Joshua McVeigh-Schultz is a designer, scholar, and media maker in the Media Arts and Practice PhD program in USC’s School of Cinematic Arts. He is interested in the intersection between interactivity design and rituals of public life. He completed an MA in Asian Studies at UC Berkeley and an MFA in UC Santa Cruz’s Digital Arts and New Media program. He works as a researcher for the Institute for Multimedia Literacy and is a member of Henry Jenkins’s Civic Paths research group, studying new models of political engagement at the intersection of civics and pop-culture. He is also a designer in Scott Fisher’s Mobile and Environmental Research Lab, where he develops speculative interactive experiences for built environments and vehicles of the future.

 


 

What one insight from your field, approach, method, findings etc. do you think is most important for scholars working in this topical area?

Harold Garfinkel once described his methodological “preference to start with the familiar scenes and ask what can be done to make trouble.” My work adapts this idea of “making trouble” (and disrupting the familiar) as a model of design research. The opportunity, and risk, of interactivity design is that it forces us to make very specific decisions about mechanics and affordances based on assumptions about their impact on users/participants/players. This positioning is sometimes more precarious than that of the analyst, who can rely on the mutually constitutive relationship between culture and technology. By contrast, a designer is forced—at some level—to wrestle with issues of determinism, which is why the model of design-as-intervention has so much appeal for me, because it gets us outside of the functionalist mindset of a social engineer. This friction between expectation and outcome drives the design process for me (without productive failure there is no iterative cycle). As a research methodology this approach can be freeing, and I think there are takeaways for scholars working within more traditional disciplines of the humanities and social sciences as well.

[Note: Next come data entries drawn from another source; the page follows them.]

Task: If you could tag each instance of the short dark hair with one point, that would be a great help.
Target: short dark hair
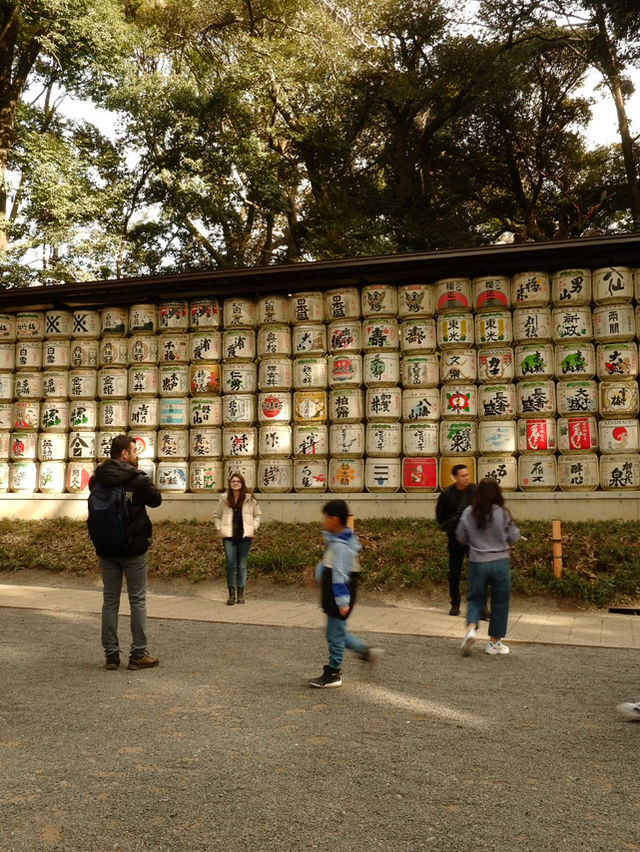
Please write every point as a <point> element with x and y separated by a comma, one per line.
<point>337,509</point>
<point>119,444</point>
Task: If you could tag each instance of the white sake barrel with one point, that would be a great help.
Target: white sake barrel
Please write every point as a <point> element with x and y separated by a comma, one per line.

What are two issues that are not adequately treated within current work on cultural production in the digital age in your field or in others?

While the last 100 years have seen dramatic innovation in the area of one-to-one, one-to-many, and now many-to-many communication platforms, there has nevertheless been remarkably little innovation in the platforms of many-to-one communication—of which, I would argue, voting and public assembly are among our oldest and most familiar examples. Likewise, there has been considerable innovation in the area of information delivery platforms, but there seems to be less innovation in the rituals of civic life—what James Carey has called the ritual function of the news (as distinct from its information delivery capacities). I would argue that it is our media rituals, and not just the platforms, which require a critical redesign.

Are humanistic values such as justice, equality, democracy or (insert preferred humanistic value here) currently served by cultural production in a digital networked environment?

I think we should be rethinking the values of participatory democracy in terms of the meta-communicative affordances of representation. Taking a cue from John Hartley and Henry Jenkins’s writing on reality television, I draw inspiration from the practices of plebiscitary counter publics. The desire to “break the system” represents a productive mode of engagement that media gatekeepers have yet to reconcile with (as demonstrated, for example, by CNN’s reluctance to acknowledge the #CNNFail meme). Practices that get construed as transgressive misuse of participatory infrastructure, could and should be rethought as attempts to call attention to fissures in the feedback-loop between participating audience and media gatekeepers. Along these lines, we should be designing new plebiscitary platforms and public rituals better equipped to handle the meta-communicative task that practices of voting (both formal and informal) are increasingly taking on.